Bürgermeister widerspricht: Oelmann bleibt trotzdem bei seiner Darstellung. "Das Landvolk Celle, die Forstbetriebsgemeinschaft Celler Land und der Verband zum Schutz der Kulturlandschaft im Aller-Urstromtal haben im Juni ein Positionspapier veröffentlicht, dessen Inhalt sich nicht wesentlich von meinen Äußerungen unterscheidet", sagte der Winser Verwaltungschef. Er sei froh darüber, dass "sich der Landrat jetzt in die Diskussion begibt". Bereits zu einer Info-Veranstaltung Mitte August mit den Land- und Forstwirten habe er den Landkreis eingeladen, um seine Pläne vorzustellen. Das sei abgelehnt worden. Oelmann kritisierte, dass die Bürger nur eine Frist von vier Wochen bekämen, ihre Einwände vorzubringen – dabei sei die EU-Richtlinie 26 Jahre alt. Rechtlich sei das Landkreis-Vorgehen nicht zu beanstanden. "Wirklich ernst gemeinte Bürgerbeteiligung sieht für mich jedoch anders aus." Die Fragen, die er auf der Homepage zur künftigen Nutzung der Aller gestellt habe, "ergeben sich aus der Gesetzeslage", so der Bürgermeister.

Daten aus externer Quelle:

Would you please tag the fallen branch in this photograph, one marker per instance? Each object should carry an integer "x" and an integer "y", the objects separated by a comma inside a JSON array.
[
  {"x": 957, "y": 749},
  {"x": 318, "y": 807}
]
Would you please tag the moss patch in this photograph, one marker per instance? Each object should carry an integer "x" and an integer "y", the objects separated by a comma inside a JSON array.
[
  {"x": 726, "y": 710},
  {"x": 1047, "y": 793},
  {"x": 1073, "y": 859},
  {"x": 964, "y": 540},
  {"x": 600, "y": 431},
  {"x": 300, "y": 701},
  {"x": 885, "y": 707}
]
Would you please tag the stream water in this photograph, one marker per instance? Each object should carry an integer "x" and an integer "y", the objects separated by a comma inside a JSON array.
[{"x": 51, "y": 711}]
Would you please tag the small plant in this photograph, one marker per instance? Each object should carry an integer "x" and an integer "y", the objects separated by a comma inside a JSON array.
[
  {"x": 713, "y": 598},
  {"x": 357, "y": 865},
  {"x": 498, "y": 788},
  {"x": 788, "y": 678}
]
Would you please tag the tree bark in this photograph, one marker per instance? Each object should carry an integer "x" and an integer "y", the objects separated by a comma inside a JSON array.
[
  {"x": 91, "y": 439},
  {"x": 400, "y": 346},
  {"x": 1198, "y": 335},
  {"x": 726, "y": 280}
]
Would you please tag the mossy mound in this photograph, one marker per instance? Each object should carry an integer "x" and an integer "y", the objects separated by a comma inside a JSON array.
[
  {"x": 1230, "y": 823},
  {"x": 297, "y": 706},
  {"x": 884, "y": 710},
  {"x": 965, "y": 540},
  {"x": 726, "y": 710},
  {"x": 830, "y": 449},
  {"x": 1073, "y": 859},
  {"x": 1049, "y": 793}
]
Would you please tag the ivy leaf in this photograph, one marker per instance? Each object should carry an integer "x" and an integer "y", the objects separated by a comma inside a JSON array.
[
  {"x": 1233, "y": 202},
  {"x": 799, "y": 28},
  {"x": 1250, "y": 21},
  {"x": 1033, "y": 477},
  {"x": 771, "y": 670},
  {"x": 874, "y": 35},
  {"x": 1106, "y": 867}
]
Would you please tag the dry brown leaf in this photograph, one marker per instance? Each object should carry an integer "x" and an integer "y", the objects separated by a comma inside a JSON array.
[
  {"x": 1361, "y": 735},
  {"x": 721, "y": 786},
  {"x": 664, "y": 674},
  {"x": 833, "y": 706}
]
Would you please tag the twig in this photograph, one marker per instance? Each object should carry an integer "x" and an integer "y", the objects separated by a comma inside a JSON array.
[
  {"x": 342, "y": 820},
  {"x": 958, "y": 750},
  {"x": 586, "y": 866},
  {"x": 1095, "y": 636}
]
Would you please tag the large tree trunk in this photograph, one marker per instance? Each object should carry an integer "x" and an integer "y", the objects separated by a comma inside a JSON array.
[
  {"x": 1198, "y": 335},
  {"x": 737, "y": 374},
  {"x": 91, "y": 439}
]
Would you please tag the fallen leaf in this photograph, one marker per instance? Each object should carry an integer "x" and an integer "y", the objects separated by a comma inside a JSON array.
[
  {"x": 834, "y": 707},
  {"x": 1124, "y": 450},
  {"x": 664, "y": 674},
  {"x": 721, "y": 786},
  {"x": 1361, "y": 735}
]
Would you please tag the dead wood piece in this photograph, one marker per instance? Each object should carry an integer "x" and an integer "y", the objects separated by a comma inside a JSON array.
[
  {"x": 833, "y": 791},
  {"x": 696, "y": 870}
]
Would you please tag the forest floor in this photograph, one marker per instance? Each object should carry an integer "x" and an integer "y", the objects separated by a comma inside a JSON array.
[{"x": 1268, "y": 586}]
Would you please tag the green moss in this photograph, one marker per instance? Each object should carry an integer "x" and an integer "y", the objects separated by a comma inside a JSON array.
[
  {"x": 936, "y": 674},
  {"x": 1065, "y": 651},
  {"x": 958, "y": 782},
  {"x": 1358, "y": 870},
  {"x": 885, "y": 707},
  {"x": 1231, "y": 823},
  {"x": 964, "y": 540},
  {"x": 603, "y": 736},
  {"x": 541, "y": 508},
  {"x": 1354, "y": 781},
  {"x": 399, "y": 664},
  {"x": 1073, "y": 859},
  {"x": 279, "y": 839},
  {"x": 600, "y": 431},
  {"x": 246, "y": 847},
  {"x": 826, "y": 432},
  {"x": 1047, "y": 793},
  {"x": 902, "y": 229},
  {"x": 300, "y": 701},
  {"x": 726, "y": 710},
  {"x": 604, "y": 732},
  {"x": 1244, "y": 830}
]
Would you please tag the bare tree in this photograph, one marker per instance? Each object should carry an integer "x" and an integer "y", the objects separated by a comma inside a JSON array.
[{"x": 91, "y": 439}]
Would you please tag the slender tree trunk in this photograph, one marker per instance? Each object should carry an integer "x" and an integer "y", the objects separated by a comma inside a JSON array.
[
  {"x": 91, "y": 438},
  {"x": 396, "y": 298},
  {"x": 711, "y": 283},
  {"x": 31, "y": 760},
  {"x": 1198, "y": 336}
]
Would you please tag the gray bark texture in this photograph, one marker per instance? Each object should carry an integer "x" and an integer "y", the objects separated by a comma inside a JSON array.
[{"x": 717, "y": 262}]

Die Reaktion des Landvolkes: "Die Darstellung des Landkreises löst bei uns Erstaunen aus", reagierte Landvolk-Geschäftsführer Martin Albers, "durch Weglassen von Informationen wird ein falscher Eindruck vermittelt". Als Beispiel führt er den Punkt Landwirtschaft an. Extensiver genutztes Grünland könnte nach den neuen Regeln stark eingeschränkt werden. Albers: "Aus unserer Sicht werden dadurch Betriebe in die Existenzgefährdung hineinrutschen."